Now I will tell you the worst thing about the Yilanè. They hate us as we hate them. This would not matter if they were only great, insensate beasts. We would stay in the cold north and avoid them in this manner.

But there are those among them who may be as intelligent as hunters, as fierce as hunters. And although their number cannot be counted it would be truthful to say that they fill all of the lands of this great world.

I know these things because I was captured by the Yilanè, grew up among them, learned from them. The first horror I felt when my father and all the others were killed has been dimmed by the years. When I learned to speak as the Yilanè do I became as one of them, forgot that I was a hunter, even learned to call my people ustuzou, creatures of filth. Because all order and rule among the Yilanè comes down from the top I thought very well of myself. Since I was close to Vaintè, the eistaa of the city, its ruler, I was looked upon as a ruler myself.

The living city of Alpèasak was newly grown on these shores, settled by Yilanè from across the ocean. They had been driven from their own distant city by the winters that grow colder every year. The same cold that had driven my father and the other Tanu south in the search for food sent the Yilanè questing across the sea. They came here and they grew their city on our shores. When they found the Tanu who were here before them they killed them. Just as the Tanu killed Yilanè on sight. It is a shared hatred.

For many years I had no knowledge of this. I grew up among the Yilanè and I thought as they did. When they made war I looked upon the enemy as filthy ustuzou, not Tanu, my brothers. This changed only when I met the prisoner, Herilak. A sammadar, a leader of the Tanu, who understood me far better than I understood myself. When I spoke to him as enemy, alien, he spoke to me as flesh of his flesh. As the language of my childhood returned so did my memories of that warm earlier life. Memories of my mother, family, friends. There are no families among the Yilanè, no suckling babies among egg-laying lizards, no possible friendships where these cold females rule, where the males are locked away from the sight of all the others for their entire lifetime.

Herilak showed me that I was Tanu, not Yilanè. Because of this I freed him and we fled. At first I regretted it — but there was no going back. For in escaping I had attacked and almost killed Vaintè, she who rules. I joined the sammads, the family groups of the Tanu, joined them in flight from the onslaught of those who had once been my companions. But I had other companions now, and friendship of a kind I could never know among the Yilanè. I had Armun, she who came to me and showed me that which I had never even known, awoke the feelings I could never have felt while I was living among that alien race. Armun who bore our son.

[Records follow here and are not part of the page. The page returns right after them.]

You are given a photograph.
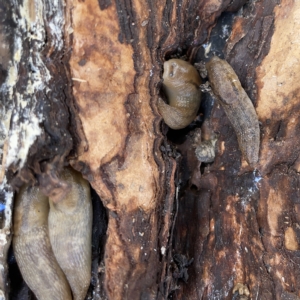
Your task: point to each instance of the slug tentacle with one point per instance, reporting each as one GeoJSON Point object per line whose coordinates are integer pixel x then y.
{"type": "Point", "coordinates": [32, 247]}
{"type": "Point", "coordinates": [237, 106]}
{"type": "Point", "coordinates": [181, 86]}
{"type": "Point", "coordinates": [70, 228]}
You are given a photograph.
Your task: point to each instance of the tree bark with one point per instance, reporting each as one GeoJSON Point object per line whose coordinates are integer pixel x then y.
{"type": "Point", "coordinates": [80, 82]}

But we still led our lives under the constant threat of death. Vaintè and her warriors followed the sammads without mercy. We fought back — and sometimes won, even capturing some of their living weapons, the death-sticks that kill creatures of any size. With these we could penetrate far to the south, eating well of the teeming murgu, killing the vicious ones when they attacked. Only to flee again when Vaintè and her endless supply of killers from across the sea found us and fought to kill us.

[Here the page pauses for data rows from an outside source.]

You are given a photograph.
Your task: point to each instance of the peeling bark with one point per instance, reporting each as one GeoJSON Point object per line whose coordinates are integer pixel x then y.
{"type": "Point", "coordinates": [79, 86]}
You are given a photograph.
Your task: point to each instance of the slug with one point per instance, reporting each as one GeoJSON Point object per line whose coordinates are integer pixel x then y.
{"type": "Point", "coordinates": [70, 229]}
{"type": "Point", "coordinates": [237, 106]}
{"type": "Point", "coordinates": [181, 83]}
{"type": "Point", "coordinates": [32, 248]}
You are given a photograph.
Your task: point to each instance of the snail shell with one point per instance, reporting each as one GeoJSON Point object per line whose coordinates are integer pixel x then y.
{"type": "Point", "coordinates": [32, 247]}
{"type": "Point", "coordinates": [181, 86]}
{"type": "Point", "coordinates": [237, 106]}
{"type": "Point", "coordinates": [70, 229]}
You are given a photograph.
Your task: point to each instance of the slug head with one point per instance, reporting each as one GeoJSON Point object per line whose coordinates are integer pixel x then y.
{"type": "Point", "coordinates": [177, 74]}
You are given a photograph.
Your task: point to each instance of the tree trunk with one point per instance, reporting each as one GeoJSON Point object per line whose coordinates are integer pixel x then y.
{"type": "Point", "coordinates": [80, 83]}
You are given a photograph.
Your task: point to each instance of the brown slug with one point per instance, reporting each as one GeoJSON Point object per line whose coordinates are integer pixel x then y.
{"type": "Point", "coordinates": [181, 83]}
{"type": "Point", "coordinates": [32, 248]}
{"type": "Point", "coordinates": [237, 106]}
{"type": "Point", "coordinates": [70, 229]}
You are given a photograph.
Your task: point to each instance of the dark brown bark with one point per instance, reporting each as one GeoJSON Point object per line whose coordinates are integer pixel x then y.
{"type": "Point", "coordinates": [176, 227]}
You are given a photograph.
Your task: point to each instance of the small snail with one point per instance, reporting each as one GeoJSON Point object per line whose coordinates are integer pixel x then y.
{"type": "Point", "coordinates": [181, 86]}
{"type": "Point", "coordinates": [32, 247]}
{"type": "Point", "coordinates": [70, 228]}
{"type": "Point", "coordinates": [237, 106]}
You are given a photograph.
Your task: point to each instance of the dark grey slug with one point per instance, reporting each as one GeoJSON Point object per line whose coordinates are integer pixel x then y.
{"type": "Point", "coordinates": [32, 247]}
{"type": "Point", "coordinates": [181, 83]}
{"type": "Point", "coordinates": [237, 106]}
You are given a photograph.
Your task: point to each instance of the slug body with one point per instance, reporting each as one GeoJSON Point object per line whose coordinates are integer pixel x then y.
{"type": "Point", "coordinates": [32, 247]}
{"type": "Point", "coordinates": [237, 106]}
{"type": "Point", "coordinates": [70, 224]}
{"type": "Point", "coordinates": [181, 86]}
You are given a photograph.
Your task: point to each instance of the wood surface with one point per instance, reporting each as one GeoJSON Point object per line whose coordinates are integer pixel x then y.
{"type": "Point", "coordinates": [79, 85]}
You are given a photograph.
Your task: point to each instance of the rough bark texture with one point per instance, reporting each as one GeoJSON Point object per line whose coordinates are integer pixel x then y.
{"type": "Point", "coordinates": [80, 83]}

This time the survivors went where we could not be followed, across the frozen mountain ranges to the land beyond. Yilanè cannot live in the snows; we thought we would be safe.

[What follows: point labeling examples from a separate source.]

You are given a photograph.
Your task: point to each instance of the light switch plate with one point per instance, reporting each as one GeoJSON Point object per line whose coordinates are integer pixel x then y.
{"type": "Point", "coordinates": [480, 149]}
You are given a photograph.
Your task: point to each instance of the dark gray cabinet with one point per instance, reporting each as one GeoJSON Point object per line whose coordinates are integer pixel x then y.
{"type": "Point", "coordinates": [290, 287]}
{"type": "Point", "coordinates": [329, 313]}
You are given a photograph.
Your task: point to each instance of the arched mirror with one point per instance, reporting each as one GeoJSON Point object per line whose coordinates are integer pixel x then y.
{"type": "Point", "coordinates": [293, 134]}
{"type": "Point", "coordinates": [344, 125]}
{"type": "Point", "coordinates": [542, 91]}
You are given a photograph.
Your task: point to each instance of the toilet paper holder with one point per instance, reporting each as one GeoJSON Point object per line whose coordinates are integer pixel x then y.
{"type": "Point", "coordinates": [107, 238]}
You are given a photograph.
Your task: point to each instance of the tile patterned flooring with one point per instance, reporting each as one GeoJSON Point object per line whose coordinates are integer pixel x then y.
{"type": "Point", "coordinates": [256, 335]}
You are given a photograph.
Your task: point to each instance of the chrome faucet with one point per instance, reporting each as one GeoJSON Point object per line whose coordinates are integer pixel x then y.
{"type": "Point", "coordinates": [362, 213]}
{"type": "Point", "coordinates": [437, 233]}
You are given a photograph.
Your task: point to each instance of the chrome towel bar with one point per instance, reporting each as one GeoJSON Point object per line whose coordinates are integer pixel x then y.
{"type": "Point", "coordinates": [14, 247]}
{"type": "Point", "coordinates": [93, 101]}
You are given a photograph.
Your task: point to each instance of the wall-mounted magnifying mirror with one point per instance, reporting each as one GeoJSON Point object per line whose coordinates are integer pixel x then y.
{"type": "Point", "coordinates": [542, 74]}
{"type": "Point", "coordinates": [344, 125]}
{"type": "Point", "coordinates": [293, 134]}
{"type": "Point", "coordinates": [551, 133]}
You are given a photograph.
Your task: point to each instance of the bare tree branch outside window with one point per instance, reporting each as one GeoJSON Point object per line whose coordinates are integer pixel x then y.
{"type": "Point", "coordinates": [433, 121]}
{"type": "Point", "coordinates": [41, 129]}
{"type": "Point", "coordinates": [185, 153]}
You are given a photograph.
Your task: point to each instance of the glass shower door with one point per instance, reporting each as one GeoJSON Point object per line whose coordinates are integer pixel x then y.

And we were, for a long time we were. Beyond the mountains we found Tanu who did not live by hunting alone, but who grew crops in their hidden valley and could make pots, weave cloth and do many other wondrous things. They are the Sasku and they are our friends, for they worship the god of the mastodon. We brought our mastodons to them and we have been as one people ever since. Life was good in the Sasku valley.

Until Vaintè found us once again.

When this happened I realized that we could run no more. Like cornered animals we must turn and fight. At first none would listen to me for they did not know the enemy as I did. But they came to understand that the Yilanè had no knowledge of fire. They would learn of it when we brought the torch to their city.